More recently, when Trump was elected, the Democrat side of the aisle went bananas, and I would know because I live in Berkeley, CA. They ARE certain that it is the end of the economic world as we know it. They believed Trump would cut taxes, and this will bankrupt Social Security and they were (are still) afraid. There are folks in Berkeley who sold their portfolios in early 2017 as Trump took office anticipating the world’s economic demise. They were so wrong.

Stop the Madness

But the reality is that markets and economies don’t care who is president. CEOs and their executive teams will work with or around whoever is in office. Just because someone who does not share your political party becomes president doesn’t mean that there are any implications for your portfolio. Business gets done – people buy goods and services supplied by companies – regardless of who controls the presidency or congress.

In fact, emotions derived from the political are only one example of our anticipating financial pain. Our emotions could be driven simply by the fact that the market has been going up for 10 years, and it has become “long-in-the-tooth.” Some people publicly anticipate a correction and recommend we sell. Or it could be that a string of good data leads people to think the FED will raise rates. Some people anticipate a crash and sell. Markets move for lots of reasons, Volatility in the market is normal. But neither the economy, nor the market’s responses, are predictable in any reliable way.

Making portfolio changes based on predicted outcomes or anticipated possibilities is

RARELY well-informed and practical. Ironically, portfolio changes that step from our emotional responses to headlines or current trends tend to do more harm than good.

Just like me imagining my father dying caused me unnecessary pain both in high school and today, people altering their portfolios because they are imagining doom are usually demonstrated wrong as their imaginings prove ephemeral or are simply resolved through natural processes. No one is wrong for their feelings, which are very natural. . .  but acting on those feelings ruins a portfolio more often than it helps.

There is Another Option

Instead, a much more ultimately satisfying and wise response is to stop, take a breath, and push pause.
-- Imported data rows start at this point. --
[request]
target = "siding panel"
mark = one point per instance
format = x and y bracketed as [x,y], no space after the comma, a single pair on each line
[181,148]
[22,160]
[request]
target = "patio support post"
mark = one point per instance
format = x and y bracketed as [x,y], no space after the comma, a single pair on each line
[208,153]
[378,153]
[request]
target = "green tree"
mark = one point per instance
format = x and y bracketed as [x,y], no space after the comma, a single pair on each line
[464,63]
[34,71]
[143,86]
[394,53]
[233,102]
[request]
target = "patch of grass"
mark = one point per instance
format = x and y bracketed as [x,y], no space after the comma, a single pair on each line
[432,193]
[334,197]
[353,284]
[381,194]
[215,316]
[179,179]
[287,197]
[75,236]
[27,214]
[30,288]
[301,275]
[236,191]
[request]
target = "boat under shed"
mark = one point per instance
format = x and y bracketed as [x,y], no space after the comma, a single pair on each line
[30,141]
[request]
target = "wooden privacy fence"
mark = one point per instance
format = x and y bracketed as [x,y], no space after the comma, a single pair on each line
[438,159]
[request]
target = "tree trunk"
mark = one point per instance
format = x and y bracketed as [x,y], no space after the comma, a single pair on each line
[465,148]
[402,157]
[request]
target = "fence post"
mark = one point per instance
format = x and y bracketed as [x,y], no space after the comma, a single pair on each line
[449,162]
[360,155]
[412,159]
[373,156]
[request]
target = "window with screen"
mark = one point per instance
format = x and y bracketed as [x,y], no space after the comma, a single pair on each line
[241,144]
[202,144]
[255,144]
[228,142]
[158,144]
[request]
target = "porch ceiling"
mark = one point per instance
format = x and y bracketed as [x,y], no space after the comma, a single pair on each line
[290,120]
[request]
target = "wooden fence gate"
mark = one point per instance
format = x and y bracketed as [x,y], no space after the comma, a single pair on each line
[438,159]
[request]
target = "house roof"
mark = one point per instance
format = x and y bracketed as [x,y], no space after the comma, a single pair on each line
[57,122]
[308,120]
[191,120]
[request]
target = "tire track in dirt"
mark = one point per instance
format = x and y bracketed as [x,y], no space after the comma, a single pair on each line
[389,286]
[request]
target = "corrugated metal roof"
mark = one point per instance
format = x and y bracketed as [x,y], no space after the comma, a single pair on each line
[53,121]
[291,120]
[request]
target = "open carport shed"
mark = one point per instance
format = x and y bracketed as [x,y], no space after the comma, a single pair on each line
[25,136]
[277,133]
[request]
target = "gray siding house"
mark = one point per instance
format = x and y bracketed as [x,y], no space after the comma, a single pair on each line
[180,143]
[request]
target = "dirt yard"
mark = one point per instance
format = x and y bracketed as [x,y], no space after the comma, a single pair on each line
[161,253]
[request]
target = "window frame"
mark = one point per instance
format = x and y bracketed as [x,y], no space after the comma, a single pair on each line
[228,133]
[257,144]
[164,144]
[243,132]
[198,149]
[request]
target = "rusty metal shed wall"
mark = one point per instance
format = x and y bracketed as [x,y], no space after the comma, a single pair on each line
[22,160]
Sure, there’s a politician that you don’t like in office, but does that have any bearing on your portfolio? There’s a good chance that it doesn’t.
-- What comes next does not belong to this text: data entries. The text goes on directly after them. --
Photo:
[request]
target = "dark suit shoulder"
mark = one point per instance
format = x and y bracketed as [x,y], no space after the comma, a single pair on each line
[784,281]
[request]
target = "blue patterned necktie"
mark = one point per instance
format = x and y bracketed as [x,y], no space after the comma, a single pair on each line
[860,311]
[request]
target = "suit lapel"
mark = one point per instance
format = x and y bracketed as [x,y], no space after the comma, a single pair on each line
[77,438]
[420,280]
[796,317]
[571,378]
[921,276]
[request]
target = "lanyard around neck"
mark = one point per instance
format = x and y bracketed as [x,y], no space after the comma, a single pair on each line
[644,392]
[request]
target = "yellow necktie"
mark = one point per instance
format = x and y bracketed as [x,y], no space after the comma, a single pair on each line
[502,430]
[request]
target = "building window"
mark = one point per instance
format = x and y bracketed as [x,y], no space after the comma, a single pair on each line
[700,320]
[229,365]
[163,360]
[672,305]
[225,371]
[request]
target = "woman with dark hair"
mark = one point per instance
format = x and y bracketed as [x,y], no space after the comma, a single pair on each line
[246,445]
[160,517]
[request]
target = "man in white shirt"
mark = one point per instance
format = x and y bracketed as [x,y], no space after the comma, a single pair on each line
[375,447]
The best approach to investing is not to play the guess-what-happens-next game at all. Rather than follow a pundit/guru or read the economic tea leaves yourself in some vain attempt to predict the future, your best bet is to:

  1. Create a personal financial life plan that lays out your priorities and trade-offs, describes the combination of saving amount and investment allocation that will most likely reach YOUR financial goals. There are many resources for this, my book is just the one I know best.
  2. Implement the plan. Focus on the priorities, save enough, insure the things you need to, and continue to invest in your plan-appropriate allocation. Rebalance the portfolio.
  3. Go about your life. Avoid second guessing the plan. Allow your belief in the plan and your patient discipline to do the rest. If your plan doesn’t change. . .  don’t change the portfolio.

THIS 3rd step is incredibly difficult. The idea of not acting seems easy, even pleasant. But that isn’t the hard part… the hard part is not RE-acting.  It takes an enormous effort and continuous energy to not react to the financial media. The media message will test your fortitude every single day. So, do whatever you can to simplify this. Turn off the TV, tune out the financial radio pundits, ignore the doomsday social media headlines.
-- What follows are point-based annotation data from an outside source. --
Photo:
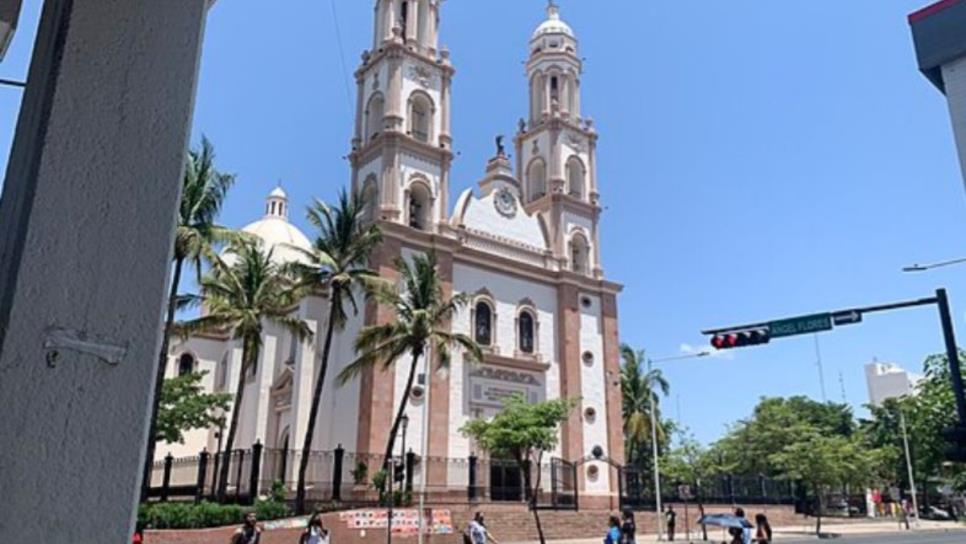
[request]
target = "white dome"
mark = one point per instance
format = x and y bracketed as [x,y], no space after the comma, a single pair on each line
[553,24]
[279,236]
Stop thinking about the market and economic implications for your portfolio. It will be just fine if you leave it alone. But if you keep tinkering with your portfolio based on the myriad short-term issues (like election cycles), you’re going to do more harm than good in the long-run.

Instead, live your life and look for the good things. Sometimes we have to dig, but joy is always there. Your present self will be happier, and your future self will likely have more money saved if you stop worrying so much about the market and economic headlines.